Career technical education has been one of Gadsden City High School’s strengths during its existence. Students have an assortment of options that could prepare them for fulfilling and lucrative careers in business, computer, consumer, cosmetology and health fields, and high-profile construction, maintenance, repair and service areas like auto, electrical and HVAC.

Add firefighting to that list.

GCHS and the Gadsden Fire Department have teamed up on a new career tech course in the field, and students who complete it can be certified as volunteer firefighters.

They also, should they be interested in firefighting as a career, could complete a 160-hour (half the normal time) bridge training program to earn qualification for Firefighter 1 and Firefighter 2 jobs.

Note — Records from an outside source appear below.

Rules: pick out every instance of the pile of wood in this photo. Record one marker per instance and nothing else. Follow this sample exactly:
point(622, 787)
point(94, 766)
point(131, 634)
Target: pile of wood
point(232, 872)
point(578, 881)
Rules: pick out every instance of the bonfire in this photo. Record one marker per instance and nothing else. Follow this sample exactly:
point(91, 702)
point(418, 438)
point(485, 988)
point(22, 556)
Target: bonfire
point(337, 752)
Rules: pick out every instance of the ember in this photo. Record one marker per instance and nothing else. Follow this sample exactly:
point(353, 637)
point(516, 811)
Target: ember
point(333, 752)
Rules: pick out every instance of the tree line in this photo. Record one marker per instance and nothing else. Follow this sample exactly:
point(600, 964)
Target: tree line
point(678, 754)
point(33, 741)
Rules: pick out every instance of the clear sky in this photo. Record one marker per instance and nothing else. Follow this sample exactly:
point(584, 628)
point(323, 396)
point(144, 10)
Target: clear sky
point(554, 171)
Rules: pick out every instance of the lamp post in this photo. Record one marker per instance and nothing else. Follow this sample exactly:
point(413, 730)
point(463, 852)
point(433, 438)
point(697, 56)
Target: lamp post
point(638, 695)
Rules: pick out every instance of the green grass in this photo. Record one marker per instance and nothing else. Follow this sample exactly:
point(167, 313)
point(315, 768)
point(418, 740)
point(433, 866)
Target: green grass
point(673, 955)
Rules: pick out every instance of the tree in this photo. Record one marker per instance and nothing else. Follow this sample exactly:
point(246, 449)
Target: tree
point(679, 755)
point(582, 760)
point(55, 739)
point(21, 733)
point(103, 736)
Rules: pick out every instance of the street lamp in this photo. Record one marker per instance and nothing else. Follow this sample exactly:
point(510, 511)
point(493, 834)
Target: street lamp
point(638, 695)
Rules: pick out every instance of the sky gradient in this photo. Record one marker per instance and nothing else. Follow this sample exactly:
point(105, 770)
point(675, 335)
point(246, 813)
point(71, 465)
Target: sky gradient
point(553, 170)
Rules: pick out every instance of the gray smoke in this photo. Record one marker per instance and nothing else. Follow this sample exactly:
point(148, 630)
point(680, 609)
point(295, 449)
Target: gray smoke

This year, three students took the course, which is based on similar courses being taught in Anniston and Pell City. Other GCHS students who have contemplated signing up made a field trip last week to the Gadsden Fire Training Center and got a tiny taste of the action. They went up 100 feet on a fire truck’s extension ladder, got to negotiate a smoke-filled training building using thermal cameras and use a Hurst tool on a car door, and experienced a simulated floor collapse.

The experience was an attention grabber, with many of the students intrigued more by the notion of helping others than the rush of excitement that can be produced by fighting fires. We think next year’s class roll will be a lot larger.

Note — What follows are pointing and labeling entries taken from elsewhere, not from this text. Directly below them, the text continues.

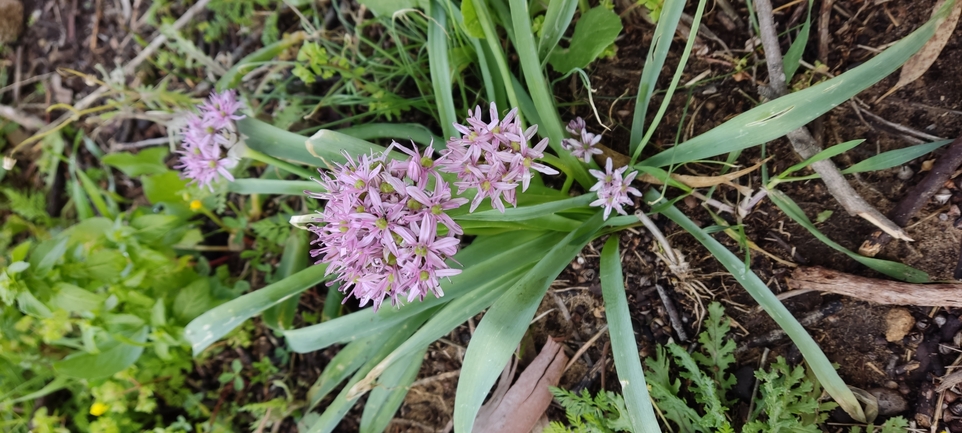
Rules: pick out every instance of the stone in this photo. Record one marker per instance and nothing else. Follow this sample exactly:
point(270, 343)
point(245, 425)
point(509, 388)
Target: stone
point(898, 323)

Of course Gadsden Fire Chief Stephen Carroll has an ulterior — and completely justified and understandable — motive in touting the program.

A prospective firefighter must be 18 years old, generally the age of a high school graduate. Carroll sees this as a potential pipeline for attracting good, young candidates, who aren’t (a.) raw rookies or (b.) complete strangers to those who’ll be evaluating their résumés, to his department.

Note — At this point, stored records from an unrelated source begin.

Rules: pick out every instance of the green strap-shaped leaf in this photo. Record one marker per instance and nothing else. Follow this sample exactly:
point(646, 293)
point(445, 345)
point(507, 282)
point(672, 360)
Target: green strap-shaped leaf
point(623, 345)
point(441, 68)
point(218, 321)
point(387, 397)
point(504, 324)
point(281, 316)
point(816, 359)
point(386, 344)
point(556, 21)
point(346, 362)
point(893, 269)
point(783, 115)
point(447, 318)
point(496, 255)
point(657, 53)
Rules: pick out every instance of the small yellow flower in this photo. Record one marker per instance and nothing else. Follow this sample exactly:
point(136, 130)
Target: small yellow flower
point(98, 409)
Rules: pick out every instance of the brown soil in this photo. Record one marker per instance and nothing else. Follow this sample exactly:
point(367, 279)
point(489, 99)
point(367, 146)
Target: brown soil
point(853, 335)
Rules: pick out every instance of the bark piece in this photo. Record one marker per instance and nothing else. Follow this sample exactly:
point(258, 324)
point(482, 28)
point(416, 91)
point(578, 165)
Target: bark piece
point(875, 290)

The hope also is that candidates with roots here might be more inclined to pass up opportunities elsewhere and stay here. That certainly would be a good thing — as it would be in all the other career tech fields GCHS offers — but let’s also be realistic. Young people in particular have an innate desire to leave their nests and explore the beyond, regardless of how vibrant or dull those nests are.

Still, we see no downside to and multiple potential benefits from this program, even if students decide against firefighting as a primary career after completing it.

There are plenty of volunteer firefighting options in Etowah County — and those departments help a lot of people, too.